Just a few minutes ago on Google+ I read a Post that began “Which is better a traditional wedding or Justice of the Peace?” Unfortunately, that Post continues to promote several myths and stereotypes that are outdated (if they were ever true!). This Post will attempt to explain why some perceptions may be no longer accurate. By “traditional” I assume that the writer means a wedding in a church, synagogue, mosque, et cetera; in other words a religion-based ceremony.
First, however, I must state my very strong personal belief: If you and your fiance are religious people and are considering whether to have your wedding in your place of worship, then I urge you to consult with your clergy person. Having a Justice of the Peace as your wedding officiant is not for everyone. I support every person’s right to their own beliefs and would never encourage anyone to choose me over their own religious leader.

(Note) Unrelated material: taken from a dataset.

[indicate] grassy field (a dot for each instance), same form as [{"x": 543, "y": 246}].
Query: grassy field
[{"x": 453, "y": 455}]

Now, the myths: 1. You can have more guests at a traditional wedding. Sorry; no. It has been my honor to officiate at weddings with more than 200 guests. “JP wedding” does not equal “limited guest list”.
2. You can’t have photos, videos, and stories at a JP wedding. Nothing could be further from the truth. Your guests can take pictures, your professional photographer(s) can take stills and video, and there’ll be lots of great stories to tell. In fact, each engaged couple is encouraged to tell their love story (how they met, fell in love, and about the proposal) as part of their wedding ceremony. Professional photographers know how to be invisible, what specific shots you’re going to love, and where to be when.
3. “You and your soulmate are able to dress up and are treated like true [royalty]“. Of course! You must be able to wear what you want to your own wedding. If you are not treated with dignity and respect, you’ve got the wrong officiant! Your wedding day is exactly that: Your wedding day. Whether you want to wear a pair of jeans or a dazzling wedding gown, a tuxedo or shorts, it is your choice.
4. Traditional weddings are very expensive. Well, it depends. Any wedding, traditional or DIY, can be as expensive as you would like it to be. You can usually use your place of worship for a nominal fee, wear clothes you already own, exchange simple rings, have a potluck reception (or food cooked by family), and you’ll spend less than $1,000. On the other hand, you can rent a fancy place, have a orchestra for the ceremony, buy all new clothes that you’ll never wear again, purchase rings for enough money to feed a small nation for a day, have a $250 per person sit-down dinner for 400 guests, and have top of the line entertainment for your reception.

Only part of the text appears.